Vom Ende der Wolgarepublik

Am 30. August 1941 erfuhren die Wolgadeutschen, dass sie deportiert werden sollten. Sie wurden als Spione und Verräter bezeichnet. Dabei, so der Zeitzeuge Jacob Schmal, „wollten wir glühenden Herzens gegen Hitlerdeutschland marschieren“

Interview BARBARA GEIER
und ULRICH STEWEN

Am 28. August 1941 setzte Stalin seine Unterschrift unter einen Erlass, der das Ende der Autonomen Sozialistischen Sowjetrepublik der Wolgadeutschen bedeutete. Wie haben Sie diesen Tag erlebt?

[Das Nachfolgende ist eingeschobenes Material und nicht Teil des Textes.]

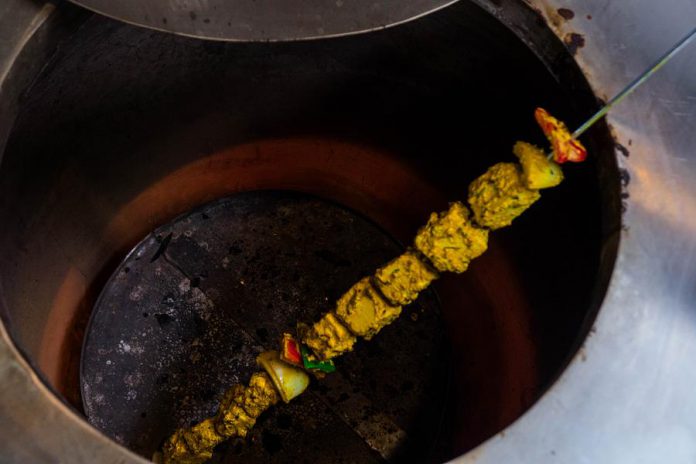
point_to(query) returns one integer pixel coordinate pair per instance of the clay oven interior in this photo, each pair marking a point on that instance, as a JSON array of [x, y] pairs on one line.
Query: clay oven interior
[[125, 129]]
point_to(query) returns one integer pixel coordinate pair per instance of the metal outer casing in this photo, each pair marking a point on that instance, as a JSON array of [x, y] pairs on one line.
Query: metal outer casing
[[628, 394], [268, 20]]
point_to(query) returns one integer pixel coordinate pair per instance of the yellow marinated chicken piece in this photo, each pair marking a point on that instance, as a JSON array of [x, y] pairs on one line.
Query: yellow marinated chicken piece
[[193, 445], [450, 240], [403, 278], [363, 310], [328, 337], [238, 411], [499, 196], [538, 172]]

Jacob Schmal: Für die Bewohner der damaligen Wolgarepublik war der 28. August wohl ein Tag wie jeder andere. Woher sollten sie auch wissen, dass mit diesem Tag ihr Schicksal eine dramatische Wende nehmen sollte? Der Erlass des Präsidiums des Obersten Sowjets erschien ja erst zwei Tage später in der deutschsprachigen Republikzeitung Nachrichten und der russischen Bolschewik.

Ahnte niemand etwas?

Nein. Die Rundfunkgeräte waren ja schon in den Wochen zuvor allesamt konfisziert worden, so dass die Menschen auf den Drahtfunk in ihren Wohnungen angewiesen waren – also auf das offizielle Programm. Aber auch dort gab es keine Verlautbarungen. Und doch hatten viele von uns ein ungutes Gefühl. Immerhin hatte zwei Monate zuvor Deutschland die Sowjetunion überfallen – und wir waren Deutsche in der Sowjetunion. Ein Dilemma, über das niemand zu sprechen wagte.

Waren Sie und die anderen Wolgadeutschen überhaupt über den Kriegsverlauf informiert?

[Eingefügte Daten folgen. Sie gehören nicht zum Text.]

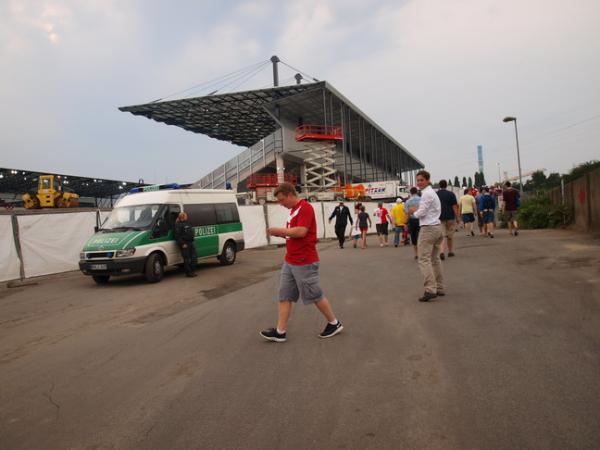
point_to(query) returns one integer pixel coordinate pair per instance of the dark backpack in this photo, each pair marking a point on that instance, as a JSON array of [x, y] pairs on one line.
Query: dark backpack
[[488, 202]]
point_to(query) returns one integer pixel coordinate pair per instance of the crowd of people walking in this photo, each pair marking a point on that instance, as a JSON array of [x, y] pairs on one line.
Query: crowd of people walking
[[428, 220]]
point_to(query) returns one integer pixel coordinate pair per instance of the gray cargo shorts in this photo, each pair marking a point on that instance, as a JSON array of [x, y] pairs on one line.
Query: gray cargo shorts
[[300, 281]]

In der Redaktion erhielten wir täglich die Mitteilungen des Sowinform-Büros, des sowjetischen Informationsbüros in Moskau. Wir wussten also: Die Hitlerdeutschen marschierten überraschend schnell vor. Und in der Wolgarepublik ging das Wort um: Wir tragen das Totenhemd. Das heißt: Noch weiß niemand, was geschehen wird, aber Schreckliches zeichnet sich ab.

Es war grauenvoll, zu erleben, wie die Faschisten ein Gebiet nach dem anderen einnahmen und bereits in Richtung Moskau marschierten. In den letzten Augusttagen – wenige Tage vor unserer Deportation – standen sie bereits vor Moskau.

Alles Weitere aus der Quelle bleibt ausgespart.